Re: High number of Riak buckets

2016-09-30 Thread Vikram Lalit
Hiya Alexander,

Thanks much indeed for the detailed note... very interesting insights...

As you deduced, I actually omitted some pieces from my email for the sake
of simplicity. I'm actually leveraging a transient / stateless chat server
(ejabberd) wherein messages get delivered on live sessions / streams
without the client having to do look-ups. So the storage in Riak is
actually a post-facto delivery / archival rather than prior to the client
receiving them. Hence determining the time key for the look-up isn't going
to be an issue unless I run some analytics where I query all keys (which
would be an issue as I now understand from your comments).

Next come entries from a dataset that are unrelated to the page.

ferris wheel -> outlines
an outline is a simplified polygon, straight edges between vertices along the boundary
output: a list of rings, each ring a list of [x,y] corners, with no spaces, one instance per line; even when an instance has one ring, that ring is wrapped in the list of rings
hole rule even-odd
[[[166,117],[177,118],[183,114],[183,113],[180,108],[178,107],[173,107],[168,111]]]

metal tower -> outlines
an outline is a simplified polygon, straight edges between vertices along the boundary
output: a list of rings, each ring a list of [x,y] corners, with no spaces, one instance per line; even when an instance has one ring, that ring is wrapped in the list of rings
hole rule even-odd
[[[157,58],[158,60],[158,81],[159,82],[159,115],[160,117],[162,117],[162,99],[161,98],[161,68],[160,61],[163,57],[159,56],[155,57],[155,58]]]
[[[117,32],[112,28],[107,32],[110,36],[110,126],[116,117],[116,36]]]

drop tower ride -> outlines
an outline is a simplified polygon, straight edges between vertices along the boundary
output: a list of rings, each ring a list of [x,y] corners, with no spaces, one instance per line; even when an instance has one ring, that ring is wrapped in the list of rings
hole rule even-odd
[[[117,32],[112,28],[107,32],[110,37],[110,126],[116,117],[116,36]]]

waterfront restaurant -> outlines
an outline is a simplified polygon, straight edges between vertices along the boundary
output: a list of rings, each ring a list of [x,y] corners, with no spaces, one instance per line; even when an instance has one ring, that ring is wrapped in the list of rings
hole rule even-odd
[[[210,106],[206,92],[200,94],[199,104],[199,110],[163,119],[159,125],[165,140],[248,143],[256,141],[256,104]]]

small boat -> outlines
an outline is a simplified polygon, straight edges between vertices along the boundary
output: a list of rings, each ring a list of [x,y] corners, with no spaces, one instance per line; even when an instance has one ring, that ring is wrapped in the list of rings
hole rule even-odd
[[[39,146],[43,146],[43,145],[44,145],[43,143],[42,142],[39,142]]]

There is of course the question of offline messages whose delivery would
depend on look-ups, but ejabberd there uses the username (the offline
storage is with the secondary index as well on leveldb) and hence the
timestamp not being important. Riak TS sure looks promising there but I'll
check further whether the change would be justified for only offline
messages, or in case other use cases crop up...

Makes sense on the listing all keys in a bucket being expensive though -
let me see how I can model my data for that!!!

Thanks again for your inputs... very informative...

Cheers.
Vikram


On Fri, Sep 30, 2016 at 12:23 PM, Alexander Sicular 
wrote:

> Hi Vikram,
>
> Bucket maximums aside, why are you modeling in this fashion? How will you
> retrieve individual keys if you don't know the time stamp in advance? Do
> you have a lookup somewhere else? Doable as lookup keys or crdts or other
> systems. Are you relying on listing all keys in a bucket? Definitely don't
> do that.
>
> Yes, there is a better way. Use Riak TS. Create a table with a composite
> primary key of topic and time. You can then retrieve by topic equality and
> time range. You can then cache those results in deterministic keys as
> necessary.
>
> If you don't already know, Riak TS is basically (there are some notable
> differences) Riak KV plus the time series data model. Riak TS makes all
> sorts of time series oriented projects easier than modeling them against
> KV. Oh, and you can also leverage KV buckets alongside TS (resource
> limitations not withstanding.)
>
> Would love to hear more,
> Alexander
>
> @siculars
> http://siculars.posthaven.com
>
> Sent from my iRotaryPhone
>
> > On Sep 29, 2016, at 19:42, Vikram Lalit  wrote:
> >
> > Hi - I am creating a messaging platform wherein am modeling each topic
> to serve as a separate bucket. That means there can potentially be millions
> of buckets, with each message from a user becoming a value on a distinct
> timestamp key.
> >
> > My question is there any downside to modeling my data in such a manner?
> Or can folks advise a better way of storing the same in Riak?
> >
> > Secondly, I would like to modify the default bucket properties (n_val) -
> I understand that such 'custom' buckets have a higher performance overhead
> due to the extra load on the gossip protocol. Is there a way the default
> n_val of newly created buckets be changed so that even if I have the above
> said high number of buckets, there is no performance degrade? Believe there
> was such a config allowed in app.config but not sure that file is leveraged
> any more after riak.conf was introduced.
> >
> > Thanks much.
> > ___
> > riak-users mailing list
> > riak-users@lists.basho.com
> > http://lists.basho.com/mailman/listinfo/riak-users_lists.basho.com
>
___
riak-users mailing list
riak-users@lists.basho.com
http://lists.basho.com/mailman/listinfo/riak-users_lists.basho.com


Re: High number of Riak buckets

2016-09-30 Thread Vikram Lalit
Hi Luke - many thanks... actually I was planning to have different bucket
types have a different n_val. Or I might end up doing so... the thinking
being that I intend to start my production workloads with fewer
replications, but as the system matures / stabilizes (and also increases in
userbase!), I would want to increase n_val.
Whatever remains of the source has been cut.